Wednesday, September 18, 2013

Teacher Evaluation

(Image found using Creative Commons, just to test it out! :) )

    Ultimately, if there was a perfect solution to the ongoing debate of evaluating teachers, it would likely have been posed if not already implemented.  The fact that there are many opinions and ideas of the “best” way to evaluate, each one plagued with inadequacies and further questions, suggests that there is no easy way to tackle this issue.  For example, take the current situation surrounding standardized text scores as a means of measuring a teacher’s performance.  What if the student is not a good test-taker?  Does the test count for the student in any way?  If not, how do we know they are giving their best effort?  Does the test content align with the standards and goals of the teacher’s subject, or is he/she forced to spend time “teaching what will be on the test”?  Does a good score on the test indicate that a student has grown and developed over the course of the year?  This method, as I know many teachers have said and will continue to say, is flawed.

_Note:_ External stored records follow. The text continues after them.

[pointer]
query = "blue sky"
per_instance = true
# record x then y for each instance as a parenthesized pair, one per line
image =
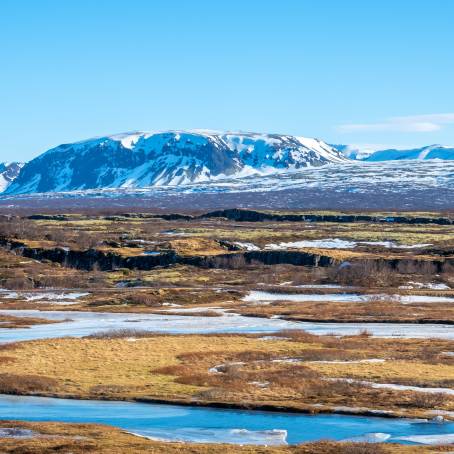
(346, 71)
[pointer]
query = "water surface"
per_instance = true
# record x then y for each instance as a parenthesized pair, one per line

    Before we can evaluate a teacher, though, we need to decide what it is that we are trying to evaluate.  What result would indicate that a teacher is “doing their job well”?  High test scores?  High rates of graduation?  Engaged and productive students?  Happy parents?  To me, the trouble with choosing one single method of evaluation is that it only produces one result that is not representative of the larger picture.

    While I can’t say that I have a solution to this, I think could be a step in the right direction would be incorporating a few (or even several) different assessments into a sort of teacher portfolio or profile.  Some things that could be included might be: evaluations from students in each class, peer reviews (from other teachers within the same department), administrator evaluations, a self-reflection done every quarter/semester/year, surveys or written comments from parents at the end of the each semester/year, and hey -- maybe even standardized test scores.  If those standardized test scores aren’t at the ideal level, there is more material in the portfolio to reference to determine if this is really the result of poor teaching, or something else.  This way, no one particular thing would be representative of a teacher’s overall performance.  The portfolio helps to illustrate that bigger picture.

    That’s just one more idea to add to the fray, anyway.

1 comment:

  1. What you need, Jamie, is a rubric. That'll allow you to grade across multiple criteria.

    And...we have to decide what the criteria are. Hmm, not easy to do.